İlim ve hikmet hazinesi Kur'an-ı Kerim'den öğrendiğimiz bu veciz ifade, eskimeyen söyleniş biçimiyle "sa'y ü gayret" göstermenin mutlaka karşılığının olacağını ortaya koymaktadır. Ayet-i kerimede üzerinde söz söylenecek önemli bir nokta var: "İnsan için ancak çalışmasının karşılığı vardır." buyruğunda Allah Teâlâ kulları arasında hiçbir ayrım yapmadan çalışan kim olursa olsun mutlaka karşılığını göreceğini ferman buyurmaktadır. Bu ferman, insanın dini, ırkı, dili, kültürü vs. tüm farklılığının, onun çalışan, gayret gösteren biri olması durumunda hiçbir öneminin olmadığını ifade etmektedir. Zira ilahi adalet, çalışana karşılığını vermeyi bir hak olarak belirlemiştir. İşte bu sebeple tarih sahnesinde büyük medeniyetler kuranlar hep çalışan ve çalışmaya önem veren insan toplulukları olmuş, gündelik hayat ile yetinen, göçebe bir hayat tarzını benimseyenlerde ise böylesi bir medeniyet kurma düşüncesi oluşmamıştır.
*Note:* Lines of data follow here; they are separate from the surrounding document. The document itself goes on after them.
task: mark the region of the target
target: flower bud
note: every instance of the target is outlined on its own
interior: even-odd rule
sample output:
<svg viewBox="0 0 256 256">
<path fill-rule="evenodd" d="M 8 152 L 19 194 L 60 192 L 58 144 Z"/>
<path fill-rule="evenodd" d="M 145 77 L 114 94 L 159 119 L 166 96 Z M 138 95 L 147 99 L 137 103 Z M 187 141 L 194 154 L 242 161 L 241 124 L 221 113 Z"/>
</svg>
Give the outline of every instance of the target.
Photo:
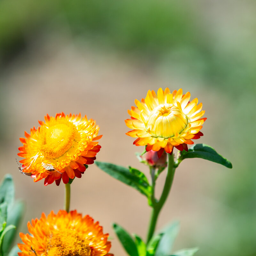
<svg viewBox="0 0 256 256">
<path fill-rule="evenodd" d="M 154 168 L 159 168 L 167 166 L 167 154 L 164 151 L 159 158 L 157 155 L 157 151 L 150 150 L 143 155 L 141 158 L 148 165 Z"/>
</svg>

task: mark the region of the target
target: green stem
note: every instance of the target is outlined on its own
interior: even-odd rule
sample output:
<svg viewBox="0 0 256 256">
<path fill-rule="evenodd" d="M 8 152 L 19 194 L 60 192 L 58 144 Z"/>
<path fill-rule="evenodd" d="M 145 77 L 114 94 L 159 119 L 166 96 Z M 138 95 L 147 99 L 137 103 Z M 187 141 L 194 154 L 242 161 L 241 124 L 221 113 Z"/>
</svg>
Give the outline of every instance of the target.
<svg viewBox="0 0 256 256">
<path fill-rule="evenodd" d="M 147 244 L 148 244 L 153 236 L 156 228 L 158 215 L 170 193 L 174 177 L 175 169 L 173 154 L 171 155 L 170 154 L 168 154 L 168 169 L 165 179 L 165 182 L 159 201 L 157 203 L 153 204 L 153 209 L 152 209 L 151 217 L 149 222 L 149 226 L 148 233 Z M 155 190 L 155 183 L 153 183 L 153 185 L 154 185 L 154 186 L 152 186 L 152 194 L 154 195 L 153 193 L 154 193 Z"/>
<path fill-rule="evenodd" d="M 65 196 L 65 210 L 67 212 L 69 211 L 69 205 L 70 204 L 70 184 L 67 183 L 65 184 L 66 195 Z"/>
</svg>

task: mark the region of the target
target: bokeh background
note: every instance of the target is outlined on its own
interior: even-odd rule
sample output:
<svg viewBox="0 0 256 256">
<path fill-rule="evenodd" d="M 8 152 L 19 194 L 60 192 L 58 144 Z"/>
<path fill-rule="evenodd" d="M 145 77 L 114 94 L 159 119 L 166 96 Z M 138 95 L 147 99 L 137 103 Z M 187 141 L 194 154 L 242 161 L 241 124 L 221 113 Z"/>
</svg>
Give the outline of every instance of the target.
<svg viewBox="0 0 256 256">
<path fill-rule="evenodd" d="M 157 228 L 180 220 L 174 250 L 256 255 L 256 8 L 247 0 L 1 0 L 0 176 L 13 175 L 16 197 L 26 203 L 19 230 L 27 232 L 27 222 L 42 212 L 62 208 L 64 196 L 63 184 L 45 187 L 20 173 L 24 130 L 47 113 L 81 112 L 103 134 L 98 160 L 148 173 L 134 154 L 143 148 L 125 134 L 127 110 L 148 89 L 182 88 L 206 111 L 198 143 L 233 168 L 184 160 Z M 125 253 L 114 221 L 145 237 L 150 209 L 136 191 L 95 165 L 72 185 L 71 208 L 99 220 L 115 255 Z"/>
</svg>

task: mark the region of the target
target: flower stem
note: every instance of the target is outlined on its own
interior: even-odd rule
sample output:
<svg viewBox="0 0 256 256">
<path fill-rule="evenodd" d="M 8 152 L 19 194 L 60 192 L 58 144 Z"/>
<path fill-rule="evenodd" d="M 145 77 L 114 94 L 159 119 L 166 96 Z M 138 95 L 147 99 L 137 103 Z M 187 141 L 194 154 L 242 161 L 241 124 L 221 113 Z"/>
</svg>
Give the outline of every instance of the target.
<svg viewBox="0 0 256 256">
<path fill-rule="evenodd" d="M 174 160 L 173 155 L 168 154 L 168 169 L 162 195 L 159 201 L 153 204 L 152 207 L 151 217 L 149 222 L 149 226 L 148 233 L 147 244 L 148 244 L 154 234 L 157 218 L 161 210 L 167 199 L 168 195 L 171 190 L 172 181 L 174 177 L 175 168 L 174 166 Z M 154 193 L 155 183 L 152 185 L 152 193 Z"/>
<path fill-rule="evenodd" d="M 70 184 L 69 183 L 65 184 L 65 190 L 66 193 L 64 207 L 67 212 L 68 212 L 69 211 L 70 204 Z"/>
</svg>

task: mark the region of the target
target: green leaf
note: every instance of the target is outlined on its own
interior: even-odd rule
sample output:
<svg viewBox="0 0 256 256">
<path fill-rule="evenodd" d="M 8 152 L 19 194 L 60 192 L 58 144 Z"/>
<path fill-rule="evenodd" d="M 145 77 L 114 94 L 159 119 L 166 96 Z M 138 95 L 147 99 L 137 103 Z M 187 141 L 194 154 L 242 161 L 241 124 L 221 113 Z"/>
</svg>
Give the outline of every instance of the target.
<svg viewBox="0 0 256 256">
<path fill-rule="evenodd" d="M 5 202 L 11 204 L 14 201 L 14 194 L 12 178 L 10 174 L 6 174 L 0 186 L 0 203 Z"/>
<path fill-rule="evenodd" d="M 175 221 L 165 227 L 161 231 L 164 236 L 156 252 L 156 256 L 166 256 L 171 253 L 174 240 L 180 230 L 180 222 Z"/>
<path fill-rule="evenodd" d="M 142 239 L 137 235 L 134 235 L 135 237 L 135 244 L 137 247 L 139 256 L 146 256 L 147 246 Z"/>
<path fill-rule="evenodd" d="M 198 157 L 220 164 L 228 168 L 232 168 L 232 164 L 229 161 L 205 144 L 196 144 L 190 148 L 187 152 L 185 150 L 182 151 L 180 155 L 179 158 L 180 160 L 186 158 Z"/>
<path fill-rule="evenodd" d="M 24 212 L 24 206 L 23 202 L 17 202 L 8 212 L 7 225 L 12 225 L 16 228 L 19 227 Z M 4 239 L 3 250 L 4 254 L 7 253 L 12 245 L 17 232 L 16 229 L 12 229 L 8 232 Z"/>
<path fill-rule="evenodd" d="M 17 246 L 13 246 L 11 251 L 8 254 L 8 256 L 17 256 L 18 252 L 20 251 L 19 247 Z"/>
<path fill-rule="evenodd" d="M 173 253 L 171 256 L 193 256 L 199 250 L 197 247 L 190 249 L 183 249 Z"/>
<path fill-rule="evenodd" d="M 153 256 L 157 248 L 159 242 L 164 234 L 161 233 L 153 236 L 149 241 L 147 248 L 147 256 Z"/>
<path fill-rule="evenodd" d="M 9 225 L 6 227 L 2 232 L 1 236 L 0 236 L 0 255 L 3 255 L 4 254 L 3 252 L 3 242 L 4 235 L 9 230 L 12 229 L 13 228 L 16 228 L 16 227 L 13 225 Z"/>
<path fill-rule="evenodd" d="M 139 256 L 135 243 L 129 233 L 116 223 L 113 224 L 113 228 L 127 253 L 130 256 Z"/>
<path fill-rule="evenodd" d="M 108 163 L 98 161 L 94 163 L 99 168 L 113 178 L 136 189 L 147 197 L 150 196 L 151 189 L 148 183 L 144 179 L 131 172 L 128 168 Z"/>
<path fill-rule="evenodd" d="M 0 204 L 0 232 L 6 226 L 7 218 L 7 204 L 3 203 Z"/>
<path fill-rule="evenodd" d="M 131 173 L 133 174 L 134 176 L 136 176 L 136 177 L 138 177 L 139 178 L 141 182 L 145 182 L 145 184 L 147 184 L 148 186 L 149 186 L 149 184 L 148 183 L 148 179 L 143 172 L 141 172 L 140 171 L 139 171 L 137 169 L 133 168 L 130 166 L 129 166 L 129 170 Z"/>
</svg>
Yine Kur'an-ı Kerim'in bize öğrettiği bilgilerle peygamberler, insanlara çalışmalarıyla da örnek olmuşlardır. Sevgili Peygamberimizin (sav) ifadesiyle "her peygamber kendi elinin emeği olan kazançla geçinmiş"tir. Dahası bu yüce ahlaklı ve üstün değerler sahip bu kutlu elçiler aynı zamanda diğer insanlara muhtelif sanatları öğreten kimseler olmuşlardır. İdris Nebi, terzilik; Hz. Davud ise demircilik ve zırh ustalığında insanlar için birer usta öğretmendiler. Babasından demiri eritmeyi öğrenen Hz. Süleyman, bu mesleği daha ileri taşımış, bakır eriyiğini demire katarak bloklar halinde kütleler elde etmişti. Böylece o dönem için oldukça ileri bir teknoloji ile yüksek binalar inşa edebilmişti. Yine Neml suresinde anlatıldığı üzere, Sebe' Melikesi Belkıs'ın, kendisi gelmeden önce muhteşem tahtının bir çırpıda getirtilmesi, cam bir yüzeyle havuzun üzerini kapatacak kadar ince sanat ve teknoloji kullanılması, Hz. Süleyman (as) özelinde peygamberlerin, yaşadıkları dönemde topluma çalışma-çabalama ve üretme gibi hususlarda da önderlik ettiklerini ortaya koymaktadır. (Bkz. Neml suresi, 38-44)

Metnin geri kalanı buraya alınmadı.